Online travel agency Hopper has said it makes more money by upselling customers with add-ons, such as trip cancellation protection, than it does from selling travel itself. Now the Montreal-based company has begun distributing these upsell products for airlines, agencies, and others to use, too. Amadeus, the world’s largest travel technology company, said on Tuesday it had become the first distributor of the startup’s products.
The deal between Hopper and Amadeus is part of a new frontier for the travel industry, as many companies invent more creative ancillaries. The underlying trend promises to unlock additional profits for travel suppliers and sellers, while also building traveler confidence to make purchases during an uncertain pandemic.
Amadeus has the right to deploy any of Hopper’s products that a partner requests. For now, it is starting with offering two policies an unnamed online travel agency has asked for in a pilot study. One product is “cancel for any reason” protection, which lets a traveler bail on a flight up to 24 hours before departure and get back most of the ticket price.

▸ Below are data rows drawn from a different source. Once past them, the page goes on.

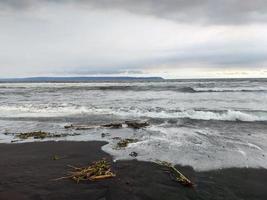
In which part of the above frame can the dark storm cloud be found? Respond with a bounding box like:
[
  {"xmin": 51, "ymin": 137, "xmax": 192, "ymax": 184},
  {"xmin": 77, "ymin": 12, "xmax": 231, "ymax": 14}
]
[{"xmin": 0, "ymin": 0, "xmax": 267, "ymax": 24}]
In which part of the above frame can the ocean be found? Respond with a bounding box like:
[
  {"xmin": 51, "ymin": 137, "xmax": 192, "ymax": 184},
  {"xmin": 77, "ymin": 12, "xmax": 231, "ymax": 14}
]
[{"xmin": 0, "ymin": 79, "xmax": 267, "ymax": 171}]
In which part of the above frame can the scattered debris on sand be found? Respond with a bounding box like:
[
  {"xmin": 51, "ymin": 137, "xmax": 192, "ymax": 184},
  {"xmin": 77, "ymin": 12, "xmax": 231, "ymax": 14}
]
[
  {"xmin": 156, "ymin": 160, "xmax": 194, "ymax": 187},
  {"xmin": 51, "ymin": 155, "xmax": 66, "ymax": 160},
  {"xmin": 129, "ymin": 151, "xmax": 138, "ymax": 158},
  {"xmin": 12, "ymin": 131, "xmax": 80, "ymax": 141},
  {"xmin": 115, "ymin": 138, "xmax": 138, "ymax": 149},
  {"xmin": 16, "ymin": 131, "xmax": 50, "ymax": 140},
  {"xmin": 52, "ymin": 155, "xmax": 60, "ymax": 160},
  {"xmin": 54, "ymin": 159, "xmax": 116, "ymax": 183},
  {"xmin": 101, "ymin": 133, "xmax": 110, "ymax": 138}
]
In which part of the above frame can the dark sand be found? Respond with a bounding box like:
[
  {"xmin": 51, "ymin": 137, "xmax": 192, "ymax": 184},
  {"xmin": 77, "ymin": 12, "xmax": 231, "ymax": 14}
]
[{"xmin": 0, "ymin": 142, "xmax": 267, "ymax": 200}]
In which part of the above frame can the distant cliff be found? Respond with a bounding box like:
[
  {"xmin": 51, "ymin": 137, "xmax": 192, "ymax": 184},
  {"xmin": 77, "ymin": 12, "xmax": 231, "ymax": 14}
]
[{"xmin": 0, "ymin": 76, "xmax": 164, "ymax": 82}]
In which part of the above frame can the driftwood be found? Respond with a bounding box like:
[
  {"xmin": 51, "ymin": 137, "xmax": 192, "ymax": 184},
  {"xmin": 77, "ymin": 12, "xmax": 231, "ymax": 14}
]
[
  {"xmin": 54, "ymin": 159, "xmax": 116, "ymax": 183},
  {"xmin": 156, "ymin": 161, "xmax": 194, "ymax": 187}
]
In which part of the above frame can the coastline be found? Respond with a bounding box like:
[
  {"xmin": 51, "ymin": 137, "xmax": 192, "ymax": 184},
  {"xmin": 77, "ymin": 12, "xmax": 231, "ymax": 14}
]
[{"xmin": 0, "ymin": 141, "xmax": 267, "ymax": 200}]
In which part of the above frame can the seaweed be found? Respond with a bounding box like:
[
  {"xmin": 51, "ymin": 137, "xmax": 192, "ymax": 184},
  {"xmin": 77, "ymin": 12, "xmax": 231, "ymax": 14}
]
[
  {"xmin": 16, "ymin": 131, "xmax": 49, "ymax": 140},
  {"xmin": 15, "ymin": 131, "xmax": 80, "ymax": 140},
  {"xmin": 54, "ymin": 159, "xmax": 116, "ymax": 183}
]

The other policy is a “price freeze” product that enables a traveler to hold a price for up to two weeks before booking.
Amadeus has no immediate plans to make Hopper’s upsells available in its reservation system used by more than 100,000 “offline” travel agents worldwide until an agency requests it. The company expects first to hear interest from airlines.
“Our biggest business in the insurance unit is working with airline partners to distribute travel insurance on the airline websites,” Altmann said. Many carriers already use the tech giant’s insurance Web services to sell policies to travelers who book tickets directly on airline sites and mobile apps.

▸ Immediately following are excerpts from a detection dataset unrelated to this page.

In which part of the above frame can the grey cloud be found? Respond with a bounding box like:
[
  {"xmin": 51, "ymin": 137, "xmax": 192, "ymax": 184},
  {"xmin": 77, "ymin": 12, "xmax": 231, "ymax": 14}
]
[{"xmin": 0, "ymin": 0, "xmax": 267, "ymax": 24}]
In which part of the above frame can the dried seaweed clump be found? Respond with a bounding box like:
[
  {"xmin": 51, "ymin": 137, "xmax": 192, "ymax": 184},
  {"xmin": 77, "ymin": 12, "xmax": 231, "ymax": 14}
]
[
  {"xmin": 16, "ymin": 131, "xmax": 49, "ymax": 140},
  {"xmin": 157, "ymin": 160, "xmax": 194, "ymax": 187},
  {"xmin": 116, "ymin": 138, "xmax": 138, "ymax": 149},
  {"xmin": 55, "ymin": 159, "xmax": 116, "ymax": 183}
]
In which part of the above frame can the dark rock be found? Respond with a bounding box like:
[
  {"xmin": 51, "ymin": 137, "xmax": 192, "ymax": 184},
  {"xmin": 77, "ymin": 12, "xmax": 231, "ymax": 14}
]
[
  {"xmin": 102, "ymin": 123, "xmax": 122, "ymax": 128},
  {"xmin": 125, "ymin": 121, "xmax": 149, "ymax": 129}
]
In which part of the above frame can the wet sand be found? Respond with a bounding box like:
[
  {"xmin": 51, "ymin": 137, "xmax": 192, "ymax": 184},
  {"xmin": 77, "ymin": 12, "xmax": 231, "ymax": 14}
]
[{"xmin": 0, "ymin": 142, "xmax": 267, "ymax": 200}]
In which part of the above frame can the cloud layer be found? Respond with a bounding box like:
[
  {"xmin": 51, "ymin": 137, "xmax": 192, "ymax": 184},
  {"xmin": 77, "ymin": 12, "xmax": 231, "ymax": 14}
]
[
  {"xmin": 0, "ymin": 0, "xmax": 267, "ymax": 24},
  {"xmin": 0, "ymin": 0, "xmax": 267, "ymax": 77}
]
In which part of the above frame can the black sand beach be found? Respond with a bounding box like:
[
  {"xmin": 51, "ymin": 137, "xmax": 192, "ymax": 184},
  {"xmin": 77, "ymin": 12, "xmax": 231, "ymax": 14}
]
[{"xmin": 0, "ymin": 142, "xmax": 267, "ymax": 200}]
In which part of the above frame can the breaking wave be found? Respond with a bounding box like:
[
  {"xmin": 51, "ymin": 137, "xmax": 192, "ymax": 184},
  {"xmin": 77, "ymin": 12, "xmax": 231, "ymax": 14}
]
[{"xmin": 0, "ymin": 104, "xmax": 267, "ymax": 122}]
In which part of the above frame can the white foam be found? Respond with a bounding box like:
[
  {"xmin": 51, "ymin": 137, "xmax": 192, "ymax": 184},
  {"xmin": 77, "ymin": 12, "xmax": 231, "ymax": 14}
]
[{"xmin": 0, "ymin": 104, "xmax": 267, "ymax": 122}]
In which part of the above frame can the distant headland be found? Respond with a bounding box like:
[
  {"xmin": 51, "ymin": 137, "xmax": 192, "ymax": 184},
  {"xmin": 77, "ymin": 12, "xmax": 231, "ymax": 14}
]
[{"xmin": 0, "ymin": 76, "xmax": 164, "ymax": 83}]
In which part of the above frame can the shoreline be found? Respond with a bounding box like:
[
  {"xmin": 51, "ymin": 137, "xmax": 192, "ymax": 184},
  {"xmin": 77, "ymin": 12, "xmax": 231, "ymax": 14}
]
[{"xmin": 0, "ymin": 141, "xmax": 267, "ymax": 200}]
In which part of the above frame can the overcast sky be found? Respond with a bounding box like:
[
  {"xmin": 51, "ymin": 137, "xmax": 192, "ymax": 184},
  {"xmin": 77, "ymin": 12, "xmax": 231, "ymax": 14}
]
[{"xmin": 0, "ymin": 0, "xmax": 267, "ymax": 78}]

Hopper has made big claims about having higher-than-usual attachment rates, or rates of selling the ancillaries along with core travel products. That had piqued Amadeus’s interest.
“When cross-selling traditional travel insurance on an airline website, if you look at a conversion rate, meaning the number booked with insurance as a percentage of the number of tickets sold, eight to 10 percent would be a pretty good conversion rate as an industry standard,” Altmann said.
Hopper said it has seen much higher rates than that through sales on its channels. When provided as an option, nearly 60 percent of travelers booking on Hopper will purchase at least one upsell product.
Two Bigger Trends
Hopper calls its products “fintech,” after the trend in companies offering financial services that use technology but skip the traditional bank structure. (Fintech can also refer to other types of financial engineering, such as how Booking Holdings formally announced a fintech division this month to offer travelers exchange rates and other services without a need for banks.)
A parallel trend is a rise of insurtech. Companies that aren’t traditional insurers are now helping to create insurance-like policies by crunching numbers in ways that new software and new data collection methods, such as mobile phones, make possible. Battleface is one well-known example of an insurance technology company that provides travel insurance services and benefits to travelers visiting or working internationally, including in hard-to-reach places and for adventure travel bookings, with the support of external underwriting.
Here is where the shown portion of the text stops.